In JDK 22 we resolved a performance issue that had been plaguing the FFM API for a while. We were seeing excess allocations when using try-with-resources with freshly created Arenas, which were caused by dead code in exception handlers (catch blocks) not being removed by the C2 JIT compiler.

We solved this for JDK 22: 8267532: C2: Profile and prune untaken exception handlers

The effect of this optimization is more broadly applicable to Java code using try-with-resources, or just any untaken catch block. So I thought it would be interesting to discuss the issue, and how it was solved, in this post.
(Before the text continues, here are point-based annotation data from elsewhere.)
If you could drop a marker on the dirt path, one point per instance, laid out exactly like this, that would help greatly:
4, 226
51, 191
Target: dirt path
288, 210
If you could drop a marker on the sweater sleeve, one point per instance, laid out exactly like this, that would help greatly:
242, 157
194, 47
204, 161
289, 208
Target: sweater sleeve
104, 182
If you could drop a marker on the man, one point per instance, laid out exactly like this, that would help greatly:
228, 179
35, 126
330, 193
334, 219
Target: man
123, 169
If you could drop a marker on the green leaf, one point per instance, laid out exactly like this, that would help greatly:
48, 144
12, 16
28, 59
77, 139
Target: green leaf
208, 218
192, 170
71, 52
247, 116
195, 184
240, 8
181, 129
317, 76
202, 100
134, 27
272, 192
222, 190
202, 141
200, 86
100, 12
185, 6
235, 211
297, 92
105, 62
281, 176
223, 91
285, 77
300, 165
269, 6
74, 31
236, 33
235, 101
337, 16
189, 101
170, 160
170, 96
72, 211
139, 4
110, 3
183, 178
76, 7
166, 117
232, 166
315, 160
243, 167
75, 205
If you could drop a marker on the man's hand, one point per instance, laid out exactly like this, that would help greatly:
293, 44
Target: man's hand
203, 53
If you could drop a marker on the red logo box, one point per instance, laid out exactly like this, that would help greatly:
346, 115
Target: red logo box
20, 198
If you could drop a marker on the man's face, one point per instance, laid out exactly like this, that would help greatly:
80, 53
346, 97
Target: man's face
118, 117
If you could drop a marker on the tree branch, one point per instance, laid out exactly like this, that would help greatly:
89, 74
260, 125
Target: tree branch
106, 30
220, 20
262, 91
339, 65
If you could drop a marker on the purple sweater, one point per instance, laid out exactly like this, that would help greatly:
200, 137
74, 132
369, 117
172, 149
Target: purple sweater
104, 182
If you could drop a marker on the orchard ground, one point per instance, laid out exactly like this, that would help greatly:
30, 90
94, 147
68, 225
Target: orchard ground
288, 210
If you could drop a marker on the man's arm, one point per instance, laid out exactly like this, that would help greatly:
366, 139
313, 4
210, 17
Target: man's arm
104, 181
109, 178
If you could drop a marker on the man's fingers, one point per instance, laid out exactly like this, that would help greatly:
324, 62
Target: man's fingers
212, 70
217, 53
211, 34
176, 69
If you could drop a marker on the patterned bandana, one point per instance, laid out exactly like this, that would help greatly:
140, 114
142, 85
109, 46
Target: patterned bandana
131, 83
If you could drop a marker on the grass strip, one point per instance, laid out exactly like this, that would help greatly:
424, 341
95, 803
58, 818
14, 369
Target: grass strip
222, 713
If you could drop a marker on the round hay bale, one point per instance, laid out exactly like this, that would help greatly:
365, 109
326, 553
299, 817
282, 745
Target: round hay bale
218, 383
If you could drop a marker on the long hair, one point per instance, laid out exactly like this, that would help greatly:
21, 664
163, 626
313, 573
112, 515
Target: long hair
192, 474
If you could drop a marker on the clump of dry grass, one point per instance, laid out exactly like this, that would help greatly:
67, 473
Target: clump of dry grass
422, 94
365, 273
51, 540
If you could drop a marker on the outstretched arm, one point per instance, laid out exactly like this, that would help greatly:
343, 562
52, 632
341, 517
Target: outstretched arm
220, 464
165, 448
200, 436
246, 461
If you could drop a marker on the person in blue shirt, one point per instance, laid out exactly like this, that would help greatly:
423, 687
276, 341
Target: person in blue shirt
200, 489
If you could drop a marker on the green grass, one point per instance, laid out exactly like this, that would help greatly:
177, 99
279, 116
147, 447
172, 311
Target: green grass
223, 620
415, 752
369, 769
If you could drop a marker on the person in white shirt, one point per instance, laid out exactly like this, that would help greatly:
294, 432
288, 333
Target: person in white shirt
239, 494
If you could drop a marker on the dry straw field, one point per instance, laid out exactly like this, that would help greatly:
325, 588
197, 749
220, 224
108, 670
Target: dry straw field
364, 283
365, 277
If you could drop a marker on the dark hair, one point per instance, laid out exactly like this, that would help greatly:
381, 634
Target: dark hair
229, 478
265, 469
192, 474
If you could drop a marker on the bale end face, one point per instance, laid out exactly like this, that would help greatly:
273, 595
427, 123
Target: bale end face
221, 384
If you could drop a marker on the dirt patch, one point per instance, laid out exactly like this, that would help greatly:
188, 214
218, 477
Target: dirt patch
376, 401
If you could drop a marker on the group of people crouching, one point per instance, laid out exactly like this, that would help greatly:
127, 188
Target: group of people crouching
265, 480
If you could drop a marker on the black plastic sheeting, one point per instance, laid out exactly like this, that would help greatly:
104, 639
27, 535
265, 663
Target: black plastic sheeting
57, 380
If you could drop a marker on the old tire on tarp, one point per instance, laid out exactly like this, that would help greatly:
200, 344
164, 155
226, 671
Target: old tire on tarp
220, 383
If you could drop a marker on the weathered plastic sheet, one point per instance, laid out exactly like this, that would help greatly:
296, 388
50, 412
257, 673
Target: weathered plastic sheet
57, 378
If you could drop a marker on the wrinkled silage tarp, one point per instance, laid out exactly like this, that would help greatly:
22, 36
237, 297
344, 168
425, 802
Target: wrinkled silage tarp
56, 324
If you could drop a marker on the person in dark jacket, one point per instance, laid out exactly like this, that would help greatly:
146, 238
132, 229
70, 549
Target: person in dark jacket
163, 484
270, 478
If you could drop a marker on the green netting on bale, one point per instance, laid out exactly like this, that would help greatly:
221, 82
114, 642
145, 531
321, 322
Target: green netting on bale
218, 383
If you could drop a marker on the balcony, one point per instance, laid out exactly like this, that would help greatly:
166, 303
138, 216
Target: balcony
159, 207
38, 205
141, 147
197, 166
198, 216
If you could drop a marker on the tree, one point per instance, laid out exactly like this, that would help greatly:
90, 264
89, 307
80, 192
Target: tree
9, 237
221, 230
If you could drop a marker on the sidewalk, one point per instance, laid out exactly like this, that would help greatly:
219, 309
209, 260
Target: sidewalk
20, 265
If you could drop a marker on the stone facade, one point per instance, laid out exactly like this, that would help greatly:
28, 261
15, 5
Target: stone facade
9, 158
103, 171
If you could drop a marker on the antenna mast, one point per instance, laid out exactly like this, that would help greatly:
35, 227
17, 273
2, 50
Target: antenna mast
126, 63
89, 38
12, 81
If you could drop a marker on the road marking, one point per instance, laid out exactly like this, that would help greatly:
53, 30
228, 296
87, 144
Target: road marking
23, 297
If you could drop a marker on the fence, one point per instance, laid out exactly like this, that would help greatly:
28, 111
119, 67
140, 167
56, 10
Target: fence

By the way, ‘pruning’ in the title refers to the pruning you would do while gardening, where part of a plant, such as a branch, is cut off. This is similar to how we ‘cut off’ dead branches in code while JIT compiling.

Why are my allocations escaping?

The use pattern where we ran into this issue is one that is fairly common when using the FFM API:

try (Arena arena = Arena.ofConfined()) {
    MemorySegment segment = arena.allocateFrom("Hello!");
    func(segment);
}

This code is creating a new arena, allocating a some data in that arena, and then passing the pointer to that data to a native function (func). Assume that the implementation of func just forwards the call using a native method handle produced by java.lang.foreign.Linker::downcallHandle.

There are several allocations in this code: the Arena and the MemorySegment are the most prominent ones. However, since the implementation of func will only pass a primitive address to the native function, none of the allocated objects escape to wider Java code, and in theory C2 should be able to scalar replace these objects, avoiding their allocation altogether.

But, when verifying this using the techniques described in my other post: ‘Tracking down escaping objects’ it turned out that there were several escaping allocations. In JDK 21, this code has the following escaping allocations:

JavaObject(38) allocation in: MemorySessionImpl::createConfined @ bci:0 (line 145)
  -> Field(63)
  -> JavaObject(40)
  -> LocalVar(117)
  -> LocalVar(157)
  Reason: Escapes as argument to call to: jdk.internal.foreign.MemorySessionImpl$1::close void ( jdk/internal/foreign/MemorySessionImpl$1 (java/lang/AutoCloseable,java/lang/foreign/Arena,java/lang/foreign/SegmentAllocator):NotNull * ) TestArena::payload @ bci:36 (line 25)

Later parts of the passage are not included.